Enquanto isso, entre prédios históricos preservados e, alguns deles, mais deteriorados, resiste o Salão das Ilusões, na Rua Coronel Ferraz, no Centro. Frequentado pelo público jovem ativo na noite, ele utiliza desse ponto retrô para se mostrar como um local de resistência e representatividade. As fachadas do lugar escancaram tudo isso. "Acredita em si mesma, bixa" e "Vote nu" são algumas das colagens na parede que parece descascada pela ação dos dias.
"Até então o nosso espaço se modela a partir da economia criativa, com as marcas que ocupam efetivamente as salas de produção com o Brechó Arara, Salão Experimental, Hysteria Tattoo, Pretérita e de demandas espontâneas do circuito local e nacional". Por lá, os discos antigos à venda, as roupas de outras décadas e a casa, na qual são realizados eventos e shows, dispensam adornos para mostrar o que é "velho".
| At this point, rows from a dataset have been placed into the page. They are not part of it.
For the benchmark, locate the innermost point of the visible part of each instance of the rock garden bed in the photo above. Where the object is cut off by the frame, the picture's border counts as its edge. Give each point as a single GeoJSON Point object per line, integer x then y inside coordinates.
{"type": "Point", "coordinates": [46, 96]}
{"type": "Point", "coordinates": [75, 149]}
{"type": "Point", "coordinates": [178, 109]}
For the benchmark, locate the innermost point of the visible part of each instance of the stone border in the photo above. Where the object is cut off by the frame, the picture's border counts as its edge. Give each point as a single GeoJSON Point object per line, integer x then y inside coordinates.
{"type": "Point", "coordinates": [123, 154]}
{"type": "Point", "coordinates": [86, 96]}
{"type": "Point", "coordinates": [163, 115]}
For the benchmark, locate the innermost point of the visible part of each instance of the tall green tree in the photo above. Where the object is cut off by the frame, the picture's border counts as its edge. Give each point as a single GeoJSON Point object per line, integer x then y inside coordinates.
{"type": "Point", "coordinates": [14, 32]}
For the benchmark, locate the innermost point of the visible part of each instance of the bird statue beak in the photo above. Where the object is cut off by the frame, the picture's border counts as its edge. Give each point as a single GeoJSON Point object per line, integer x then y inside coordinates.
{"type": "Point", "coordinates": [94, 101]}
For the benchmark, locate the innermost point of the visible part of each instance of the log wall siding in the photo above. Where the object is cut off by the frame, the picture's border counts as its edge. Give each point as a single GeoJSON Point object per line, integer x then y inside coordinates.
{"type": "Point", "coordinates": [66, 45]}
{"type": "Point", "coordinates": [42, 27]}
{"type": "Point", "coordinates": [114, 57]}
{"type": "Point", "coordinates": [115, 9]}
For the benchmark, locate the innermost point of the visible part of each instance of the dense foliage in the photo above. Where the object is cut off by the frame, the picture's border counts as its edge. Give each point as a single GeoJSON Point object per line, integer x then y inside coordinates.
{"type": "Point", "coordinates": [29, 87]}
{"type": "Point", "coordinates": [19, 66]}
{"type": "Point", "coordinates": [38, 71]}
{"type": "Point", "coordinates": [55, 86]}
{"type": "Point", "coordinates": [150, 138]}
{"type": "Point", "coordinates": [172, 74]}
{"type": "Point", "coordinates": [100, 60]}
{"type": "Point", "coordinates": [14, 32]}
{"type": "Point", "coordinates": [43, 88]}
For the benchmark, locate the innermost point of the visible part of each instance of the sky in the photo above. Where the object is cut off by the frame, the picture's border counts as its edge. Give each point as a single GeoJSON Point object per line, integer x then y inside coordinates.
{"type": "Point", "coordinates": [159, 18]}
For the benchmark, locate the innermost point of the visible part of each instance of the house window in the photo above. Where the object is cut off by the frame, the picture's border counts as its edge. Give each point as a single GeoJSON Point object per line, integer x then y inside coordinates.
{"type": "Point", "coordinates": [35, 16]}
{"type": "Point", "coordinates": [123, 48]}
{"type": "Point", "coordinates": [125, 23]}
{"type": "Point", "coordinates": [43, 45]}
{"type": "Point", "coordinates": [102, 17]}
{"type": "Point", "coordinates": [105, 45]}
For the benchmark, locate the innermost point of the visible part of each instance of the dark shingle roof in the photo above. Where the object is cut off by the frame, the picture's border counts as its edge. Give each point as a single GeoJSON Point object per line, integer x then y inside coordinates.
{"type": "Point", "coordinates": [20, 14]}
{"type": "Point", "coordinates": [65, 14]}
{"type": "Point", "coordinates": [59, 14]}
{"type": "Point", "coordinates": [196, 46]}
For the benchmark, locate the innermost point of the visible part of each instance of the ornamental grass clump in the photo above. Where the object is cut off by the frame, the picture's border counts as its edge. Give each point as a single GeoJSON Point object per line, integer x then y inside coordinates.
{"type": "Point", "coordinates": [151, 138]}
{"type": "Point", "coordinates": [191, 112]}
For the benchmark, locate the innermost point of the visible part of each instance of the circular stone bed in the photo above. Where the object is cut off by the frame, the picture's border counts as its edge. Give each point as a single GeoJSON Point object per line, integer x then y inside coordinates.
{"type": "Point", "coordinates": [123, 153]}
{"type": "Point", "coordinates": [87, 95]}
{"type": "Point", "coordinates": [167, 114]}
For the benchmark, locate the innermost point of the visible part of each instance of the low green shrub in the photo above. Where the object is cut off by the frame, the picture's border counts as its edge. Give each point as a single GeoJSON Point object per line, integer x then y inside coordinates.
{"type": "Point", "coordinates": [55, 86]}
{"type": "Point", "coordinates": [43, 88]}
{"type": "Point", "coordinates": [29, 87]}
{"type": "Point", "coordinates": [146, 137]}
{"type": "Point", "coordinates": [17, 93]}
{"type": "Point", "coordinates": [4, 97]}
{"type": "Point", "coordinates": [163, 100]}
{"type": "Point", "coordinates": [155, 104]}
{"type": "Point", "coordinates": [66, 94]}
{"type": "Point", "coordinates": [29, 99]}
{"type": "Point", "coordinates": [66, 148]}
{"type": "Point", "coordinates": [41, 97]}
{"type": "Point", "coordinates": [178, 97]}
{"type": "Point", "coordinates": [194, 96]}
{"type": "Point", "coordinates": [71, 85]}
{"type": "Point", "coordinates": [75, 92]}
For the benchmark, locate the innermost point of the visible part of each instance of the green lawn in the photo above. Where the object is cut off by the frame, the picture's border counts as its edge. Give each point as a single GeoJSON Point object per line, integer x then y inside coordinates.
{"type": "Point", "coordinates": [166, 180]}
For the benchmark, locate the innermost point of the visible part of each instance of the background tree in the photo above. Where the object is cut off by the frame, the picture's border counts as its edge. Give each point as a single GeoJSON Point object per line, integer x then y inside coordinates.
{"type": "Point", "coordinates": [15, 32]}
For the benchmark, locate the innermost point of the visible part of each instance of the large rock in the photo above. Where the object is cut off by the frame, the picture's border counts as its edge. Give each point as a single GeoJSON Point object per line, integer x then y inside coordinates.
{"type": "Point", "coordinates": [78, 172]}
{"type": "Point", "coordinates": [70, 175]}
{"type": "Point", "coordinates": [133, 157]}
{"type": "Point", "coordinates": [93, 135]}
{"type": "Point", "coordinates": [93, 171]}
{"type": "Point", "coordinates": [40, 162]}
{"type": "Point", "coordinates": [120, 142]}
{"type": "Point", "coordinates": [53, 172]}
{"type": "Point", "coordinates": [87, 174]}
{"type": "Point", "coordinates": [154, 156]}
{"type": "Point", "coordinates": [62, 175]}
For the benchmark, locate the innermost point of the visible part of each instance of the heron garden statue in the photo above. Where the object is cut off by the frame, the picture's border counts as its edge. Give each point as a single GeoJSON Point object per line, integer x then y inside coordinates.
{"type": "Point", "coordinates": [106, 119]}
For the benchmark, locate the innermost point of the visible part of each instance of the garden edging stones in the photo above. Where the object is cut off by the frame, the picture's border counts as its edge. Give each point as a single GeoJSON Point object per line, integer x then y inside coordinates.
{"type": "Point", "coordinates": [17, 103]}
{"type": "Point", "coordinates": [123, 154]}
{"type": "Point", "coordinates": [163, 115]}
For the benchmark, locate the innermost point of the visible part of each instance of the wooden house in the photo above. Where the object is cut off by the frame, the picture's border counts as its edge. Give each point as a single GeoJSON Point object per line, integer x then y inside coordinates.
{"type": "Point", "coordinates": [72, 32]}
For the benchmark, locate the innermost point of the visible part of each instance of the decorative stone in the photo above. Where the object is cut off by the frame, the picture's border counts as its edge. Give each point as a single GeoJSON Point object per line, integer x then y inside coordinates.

Atualmente, sendo poucos os espaços que oferecem esse tipo de temática, quem se propõe a apostar nesse tipo de estabelecimento e, por que não, experiência interna, fica na expectativa para que o público compre de vez a ideia. Nesse meio tempo, os fortalezenses vão descobrindo que nem só de tecnologia e inventividade extrema sobrevivem os espaços por aqui.